AVIA's most recent line-up with feminised brass.
The Indie Club -- one of the first music clubs to open in the city -- is gearing up for its anniversary night.
The event at the club, which reopens on September 1, is billed "Indie Club's Anniversary Night." It's a strange billing when you consider that the club was in fact launched an uneven three-and a-half years ago, in early 1992.
Launched eight months after the TaMtAm by Nikolai Gusev, singer and keyboard player with local band AVIA and rock promoter Peter Sytenkov, the Indie has become the second venue in the city where you can listen to live rock music on a regular basis.
Inevitably the two clubs were constantly compared. Sytenkov now says that while TaMtAm was oriented toward more experimental and radical sounds, the Indie centered on more "optimistic" music. However, like its name suggests, the club's style runs from the mainstream.
He also insists that since the Indie used to hold concerts less frequently than the TaMtAm, it could pay more attention to quality and professionalism when choosing acts.

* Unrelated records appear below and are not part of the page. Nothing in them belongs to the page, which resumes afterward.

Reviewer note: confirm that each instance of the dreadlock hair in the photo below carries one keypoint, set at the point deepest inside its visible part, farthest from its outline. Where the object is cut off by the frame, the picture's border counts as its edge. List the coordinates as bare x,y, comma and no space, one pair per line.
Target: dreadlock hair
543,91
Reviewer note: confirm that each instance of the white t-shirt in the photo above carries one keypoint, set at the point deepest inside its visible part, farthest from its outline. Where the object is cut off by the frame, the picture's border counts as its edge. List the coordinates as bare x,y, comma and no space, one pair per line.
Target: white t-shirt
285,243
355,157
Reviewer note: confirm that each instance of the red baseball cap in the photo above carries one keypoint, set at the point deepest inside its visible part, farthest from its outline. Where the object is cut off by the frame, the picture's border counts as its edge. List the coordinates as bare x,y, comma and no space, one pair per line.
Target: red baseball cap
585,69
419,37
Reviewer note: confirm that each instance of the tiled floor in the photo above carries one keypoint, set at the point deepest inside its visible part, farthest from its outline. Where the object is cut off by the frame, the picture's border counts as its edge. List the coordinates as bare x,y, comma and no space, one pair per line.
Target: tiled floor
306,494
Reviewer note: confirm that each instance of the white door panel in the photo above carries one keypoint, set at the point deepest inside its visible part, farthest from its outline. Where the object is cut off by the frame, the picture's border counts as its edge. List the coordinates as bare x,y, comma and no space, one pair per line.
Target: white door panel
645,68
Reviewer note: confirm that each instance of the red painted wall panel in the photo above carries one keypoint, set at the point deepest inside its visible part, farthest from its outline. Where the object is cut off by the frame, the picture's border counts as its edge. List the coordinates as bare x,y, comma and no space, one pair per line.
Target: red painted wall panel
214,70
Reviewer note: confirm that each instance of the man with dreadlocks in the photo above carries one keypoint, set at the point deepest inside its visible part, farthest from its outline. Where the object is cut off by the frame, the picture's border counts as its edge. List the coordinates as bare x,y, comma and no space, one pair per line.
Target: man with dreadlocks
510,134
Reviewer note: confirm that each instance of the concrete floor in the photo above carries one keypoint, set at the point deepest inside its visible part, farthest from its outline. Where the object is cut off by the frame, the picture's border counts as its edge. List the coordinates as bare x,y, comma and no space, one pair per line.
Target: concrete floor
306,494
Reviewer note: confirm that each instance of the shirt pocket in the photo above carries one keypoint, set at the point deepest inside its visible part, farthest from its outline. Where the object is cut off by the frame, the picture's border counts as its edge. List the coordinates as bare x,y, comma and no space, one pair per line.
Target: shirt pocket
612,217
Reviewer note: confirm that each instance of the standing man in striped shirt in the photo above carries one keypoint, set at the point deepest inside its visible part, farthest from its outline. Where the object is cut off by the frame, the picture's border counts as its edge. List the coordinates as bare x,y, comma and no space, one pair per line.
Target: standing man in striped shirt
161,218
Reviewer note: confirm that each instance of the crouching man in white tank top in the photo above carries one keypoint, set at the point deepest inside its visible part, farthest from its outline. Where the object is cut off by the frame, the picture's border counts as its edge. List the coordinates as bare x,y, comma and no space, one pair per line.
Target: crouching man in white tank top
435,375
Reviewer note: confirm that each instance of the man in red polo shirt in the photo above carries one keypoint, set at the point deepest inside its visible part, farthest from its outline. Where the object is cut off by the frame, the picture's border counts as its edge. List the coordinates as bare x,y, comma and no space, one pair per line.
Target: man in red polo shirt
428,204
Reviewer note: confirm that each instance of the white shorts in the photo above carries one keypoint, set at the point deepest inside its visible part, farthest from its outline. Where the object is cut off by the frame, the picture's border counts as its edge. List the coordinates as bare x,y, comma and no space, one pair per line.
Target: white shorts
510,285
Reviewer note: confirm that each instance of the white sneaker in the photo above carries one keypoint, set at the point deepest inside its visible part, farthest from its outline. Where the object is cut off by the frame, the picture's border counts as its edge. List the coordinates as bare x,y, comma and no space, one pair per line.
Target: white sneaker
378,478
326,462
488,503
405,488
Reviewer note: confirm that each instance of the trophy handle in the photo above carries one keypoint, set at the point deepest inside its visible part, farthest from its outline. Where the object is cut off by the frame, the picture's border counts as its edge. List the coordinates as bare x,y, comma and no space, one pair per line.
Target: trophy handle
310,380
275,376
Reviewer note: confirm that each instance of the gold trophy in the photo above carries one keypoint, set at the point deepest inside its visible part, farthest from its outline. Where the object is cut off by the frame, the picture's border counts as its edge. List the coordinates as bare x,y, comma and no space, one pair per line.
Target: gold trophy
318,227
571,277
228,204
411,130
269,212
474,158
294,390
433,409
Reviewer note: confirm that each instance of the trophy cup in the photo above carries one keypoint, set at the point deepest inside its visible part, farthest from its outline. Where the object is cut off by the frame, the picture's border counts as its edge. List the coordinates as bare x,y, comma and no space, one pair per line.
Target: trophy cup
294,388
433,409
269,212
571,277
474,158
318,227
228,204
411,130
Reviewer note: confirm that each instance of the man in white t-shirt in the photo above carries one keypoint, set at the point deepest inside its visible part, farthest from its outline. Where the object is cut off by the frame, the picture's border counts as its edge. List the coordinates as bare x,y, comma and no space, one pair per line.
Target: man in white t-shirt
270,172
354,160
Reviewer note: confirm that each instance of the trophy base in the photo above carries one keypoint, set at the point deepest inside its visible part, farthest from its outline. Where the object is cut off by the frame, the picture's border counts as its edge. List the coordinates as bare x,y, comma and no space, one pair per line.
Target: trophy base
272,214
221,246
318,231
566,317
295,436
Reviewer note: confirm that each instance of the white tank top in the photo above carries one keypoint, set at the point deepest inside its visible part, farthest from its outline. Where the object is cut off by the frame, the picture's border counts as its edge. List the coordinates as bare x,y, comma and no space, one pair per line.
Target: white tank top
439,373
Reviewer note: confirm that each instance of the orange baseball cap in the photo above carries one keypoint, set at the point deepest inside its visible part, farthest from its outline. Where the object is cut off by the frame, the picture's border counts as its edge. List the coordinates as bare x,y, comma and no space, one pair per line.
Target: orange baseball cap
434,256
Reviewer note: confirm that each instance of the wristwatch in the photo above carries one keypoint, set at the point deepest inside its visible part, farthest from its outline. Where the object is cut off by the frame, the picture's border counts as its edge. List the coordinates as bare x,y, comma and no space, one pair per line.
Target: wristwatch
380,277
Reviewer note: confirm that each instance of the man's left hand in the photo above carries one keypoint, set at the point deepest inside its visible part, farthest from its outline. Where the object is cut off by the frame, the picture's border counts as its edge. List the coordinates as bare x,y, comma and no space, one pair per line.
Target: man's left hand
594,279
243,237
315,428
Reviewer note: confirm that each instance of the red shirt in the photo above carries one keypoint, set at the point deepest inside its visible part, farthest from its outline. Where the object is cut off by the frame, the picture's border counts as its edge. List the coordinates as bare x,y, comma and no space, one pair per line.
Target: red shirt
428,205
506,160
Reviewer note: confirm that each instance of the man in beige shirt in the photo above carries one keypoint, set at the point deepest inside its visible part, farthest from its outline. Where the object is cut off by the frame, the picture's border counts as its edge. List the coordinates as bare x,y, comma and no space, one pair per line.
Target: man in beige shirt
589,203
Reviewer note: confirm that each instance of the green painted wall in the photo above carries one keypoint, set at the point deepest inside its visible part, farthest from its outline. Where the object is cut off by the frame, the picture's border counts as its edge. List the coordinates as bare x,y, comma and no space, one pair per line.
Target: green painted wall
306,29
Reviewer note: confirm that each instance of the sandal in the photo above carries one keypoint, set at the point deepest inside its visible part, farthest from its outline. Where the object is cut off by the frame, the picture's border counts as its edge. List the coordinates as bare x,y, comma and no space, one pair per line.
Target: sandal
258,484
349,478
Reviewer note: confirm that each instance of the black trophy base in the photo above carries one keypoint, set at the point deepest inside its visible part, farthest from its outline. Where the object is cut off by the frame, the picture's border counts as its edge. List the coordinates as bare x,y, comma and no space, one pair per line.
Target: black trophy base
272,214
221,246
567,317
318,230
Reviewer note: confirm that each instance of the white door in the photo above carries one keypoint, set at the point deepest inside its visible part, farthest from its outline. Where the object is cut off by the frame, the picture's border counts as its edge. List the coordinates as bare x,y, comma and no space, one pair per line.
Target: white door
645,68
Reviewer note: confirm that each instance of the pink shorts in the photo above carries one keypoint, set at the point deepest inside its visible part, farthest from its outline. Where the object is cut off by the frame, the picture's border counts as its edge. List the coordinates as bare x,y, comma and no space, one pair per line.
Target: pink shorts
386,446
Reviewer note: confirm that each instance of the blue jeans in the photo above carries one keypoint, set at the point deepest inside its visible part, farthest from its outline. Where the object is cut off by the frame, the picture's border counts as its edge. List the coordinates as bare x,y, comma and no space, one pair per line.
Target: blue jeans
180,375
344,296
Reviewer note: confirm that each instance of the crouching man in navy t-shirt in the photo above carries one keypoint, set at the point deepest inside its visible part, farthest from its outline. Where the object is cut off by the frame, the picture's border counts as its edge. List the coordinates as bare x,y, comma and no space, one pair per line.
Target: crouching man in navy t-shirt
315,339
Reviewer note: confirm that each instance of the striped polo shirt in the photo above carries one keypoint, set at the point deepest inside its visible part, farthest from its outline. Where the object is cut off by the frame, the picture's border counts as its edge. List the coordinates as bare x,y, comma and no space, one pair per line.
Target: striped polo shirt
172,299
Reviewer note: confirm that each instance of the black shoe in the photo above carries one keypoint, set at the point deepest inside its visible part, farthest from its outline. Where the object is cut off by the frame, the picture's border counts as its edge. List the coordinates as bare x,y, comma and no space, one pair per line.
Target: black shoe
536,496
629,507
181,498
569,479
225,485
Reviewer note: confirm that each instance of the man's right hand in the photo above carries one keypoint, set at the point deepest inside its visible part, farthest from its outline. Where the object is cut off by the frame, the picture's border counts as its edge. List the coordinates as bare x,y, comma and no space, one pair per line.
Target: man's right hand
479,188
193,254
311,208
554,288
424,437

In their desire to entertain, the club's organizers have somewhat neglected the need to communicate with the audience. It was impossible to talk in the club while music was booming in the foyer and the DJ was calling people to dance.
Still, many people are nostalgic about the venue, which is another reason for re-starting the Indie.
With mostly rock and indie pop bands on the bill, the managers showed some broadmindedness, inviting experimental and avant-garde artists such as Saimkho and Dror Fehler.
When the local experimental music festival "Open Music" met financial problems in 1994, the Indie Club offered its premises for the event, and kept the festival afloat for another year, albeit on a smaller scale than before.
Throughout its existence the Indie Club played host to a number of acts, including Britain's Nitzer Ebb, Holy Joy and The Work, and America's MDC. The club also brought bands from all parts of the former Soviet Union -- from Kaliningrad's reggae band Komitet Okhrany Tepla to Magadan's art rock groups Missiya, (Mission) Antitsiklon (Anticyclone) and Vostochny Sindrom (Eastern Syndrome).
The Indie Club was closed in the summer of 1994. Sytenkov considers the club performed, first and foremost, an educational function -- organizing concerts for bands which the management deemed good enough. "In the beginning there was no other club apart from the TaMtAm and us. Now there are lots of clubs in the city, so our educational mission has ended," he said.
Now the club is restarting its activities at the same place --the old constructivist building called the Lenin Palace of Culture -- which was the first Soviet "palace of culture" built in the city. Recently the building was renamed the Troitsky Culture Center.
Managing a rock club in St Petersburg is not big business -- most clubs can't even afford to pay their performers. Sytenkov, who has organized the popular and profitable Studebaker Parties at various venues around the city over the past 12 months, says that the Indie Club is "something for my soul."